Inge Weiss fesselte die Besucherrunde mit persönlichen Erlebnissen und Erfahrungen. Dankte dem Himmel, sich russische Sprachkenntnisse selbst beigebracht zu haben. Das habe sie privilegiert im Überlebenskampf fernab Siebenbürgens. Sie schloss auch mit russischen Familien, die mit dem Lager zu tun hatten, Freundschaft. Sie bedauere es noch heute, betonte sie in der Berliner Gesprächsrunde, dass sie sich nicht von ihnen verabschieden konnte, als sie vom russischen Lagerarzt überraschend mit dem ersten Krankenzug zurück in die Heimat geschickt wurde. Am 26. Oktober 1945 traf sie auf dem Dach eines Zugwaggons in Reps ein. 1973 reiste sie mit ihrer Familie nach Bayern aus. Seit dem 1. Oktober 2019 lebt die geistig noch recht fitte Inge Weiss, die vier Sprachen spricht, darunter auch Esperanto, im Siebenbürger Heim Rimsting.
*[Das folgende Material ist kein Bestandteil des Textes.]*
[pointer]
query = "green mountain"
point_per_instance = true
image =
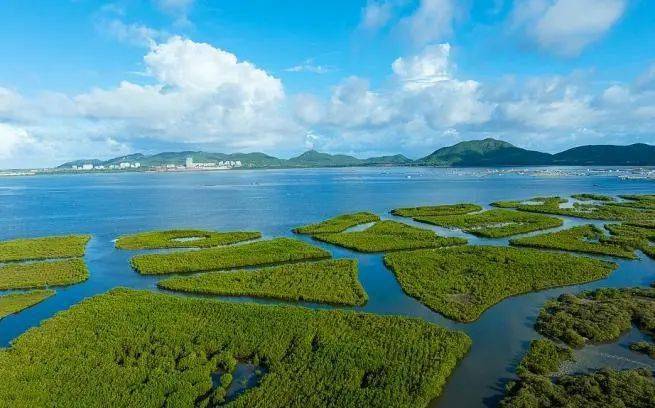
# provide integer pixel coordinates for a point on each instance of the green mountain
(487, 152)
(639, 154)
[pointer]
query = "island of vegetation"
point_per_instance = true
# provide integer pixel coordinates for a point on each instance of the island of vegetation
(494, 223)
(586, 239)
(437, 210)
(15, 302)
(270, 252)
(137, 348)
(544, 357)
(329, 281)
(338, 224)
(598, 316)
(69, 246)
(604, 211)
(389, 236)
(462, 282)
(183, 239)
(43, 274)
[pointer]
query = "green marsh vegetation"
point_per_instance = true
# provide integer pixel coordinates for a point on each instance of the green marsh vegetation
(601, 389)
(269, 252)
(15, 302)
(338, 224)
(494, 223)
(137, 348)
(586, 239)
(183, 239)
(553, 205)
(329, 281)
(598, 316)
(43, 274)
(462, 282)
(68, 246)
(389, 236)
(593, 197)
(437, 210)
(544, 357)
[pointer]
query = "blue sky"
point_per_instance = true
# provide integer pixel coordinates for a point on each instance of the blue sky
(98, 79)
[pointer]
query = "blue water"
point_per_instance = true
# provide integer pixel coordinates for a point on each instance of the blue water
(273, 202)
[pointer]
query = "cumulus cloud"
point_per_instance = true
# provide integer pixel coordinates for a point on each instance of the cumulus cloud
(566, 27)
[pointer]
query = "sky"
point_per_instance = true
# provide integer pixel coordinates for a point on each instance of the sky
(91, 79)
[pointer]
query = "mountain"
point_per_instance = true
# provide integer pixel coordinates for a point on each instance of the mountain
(487, 152)
(639, 154)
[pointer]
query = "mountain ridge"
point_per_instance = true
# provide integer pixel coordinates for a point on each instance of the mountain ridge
(473, 153)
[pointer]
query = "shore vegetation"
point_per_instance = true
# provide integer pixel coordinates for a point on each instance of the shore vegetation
(462, 282)
(183, 239)
(389, 236)
(259, 253)
(43, 274)
(15, 302)
(338, 224)
(329, 281)
(141, 349)
(26, 249)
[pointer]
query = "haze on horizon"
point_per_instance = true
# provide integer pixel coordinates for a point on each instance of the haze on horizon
(93, 79)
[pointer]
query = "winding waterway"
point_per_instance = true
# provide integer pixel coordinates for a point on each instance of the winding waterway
(275, 201)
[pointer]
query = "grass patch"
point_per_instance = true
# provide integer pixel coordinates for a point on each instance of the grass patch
(463, 282)
(15, 302)
(329, 281)
(43, 274)
(136, 348)
(494, 223)
(605, 388)
(597, 317)
(593, 197)
(543, 358)
(183, 239)
(586, 239)
(338, 224)
(69, 246)
(389, 236)
(552, 205)
(274, 251)
(436, 210)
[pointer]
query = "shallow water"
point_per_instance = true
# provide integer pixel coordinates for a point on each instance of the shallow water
(274, 202)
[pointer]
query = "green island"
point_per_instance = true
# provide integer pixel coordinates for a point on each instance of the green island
(495, 223)
(437, 210)
(601, 389)
(43, 274)
(329, 281)
(462, 282)
(634, 235)
(585, 238)
(137, 348)
(544, 357)
(593, 197)
(15, 302)
(598, 316)
(552, 205)
(389, 236)
(183, 239)
(68, 246)
(269, 252)
(337, 224)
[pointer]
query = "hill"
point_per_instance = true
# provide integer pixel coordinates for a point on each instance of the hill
(487, 152)
(639, 154)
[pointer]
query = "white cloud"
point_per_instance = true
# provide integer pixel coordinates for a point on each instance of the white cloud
(376, 14)
(566, 27)
(432, 21)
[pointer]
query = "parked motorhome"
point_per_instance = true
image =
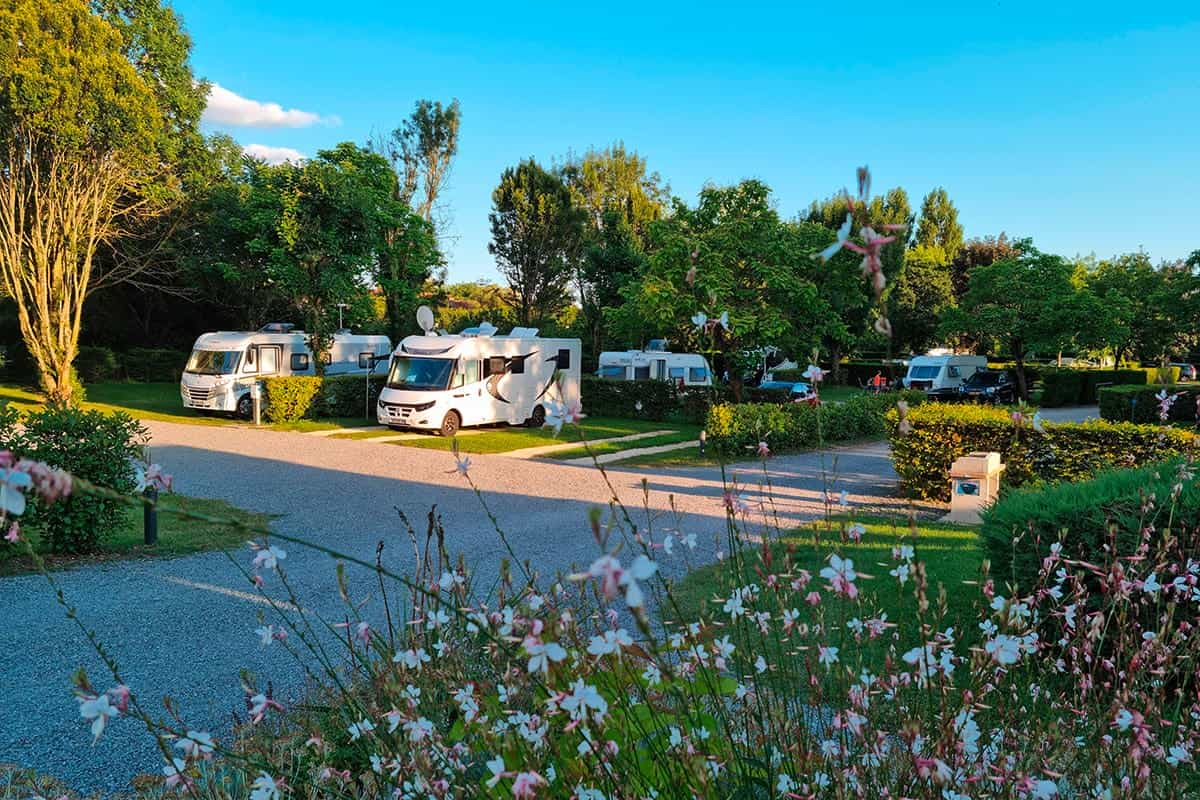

Bis Sommer 2018 düste sie am Steuer ihres Honda Civic noch durch Oberbayern. Den Führerschein hat sie noch. Aber ihren geliebten Honda hat sie erst mal stillgelegt, nachdem sie bei der Abwehr einer angreifenden Wespe einen Bordstein touchierte.
In der Galerie des RKI findet morgen eine Lesung aus den Romanen „Diesseits und jenseits des Tunnels“ von Mariana Gorczyca und „Atemschaukel“ von Herta Müller mit Monica Broos und Konstantin Bez statt. Bei der Finissage der Ausstellung am 18. Februar wirkt der Schriftsteller Hans Bergel mit.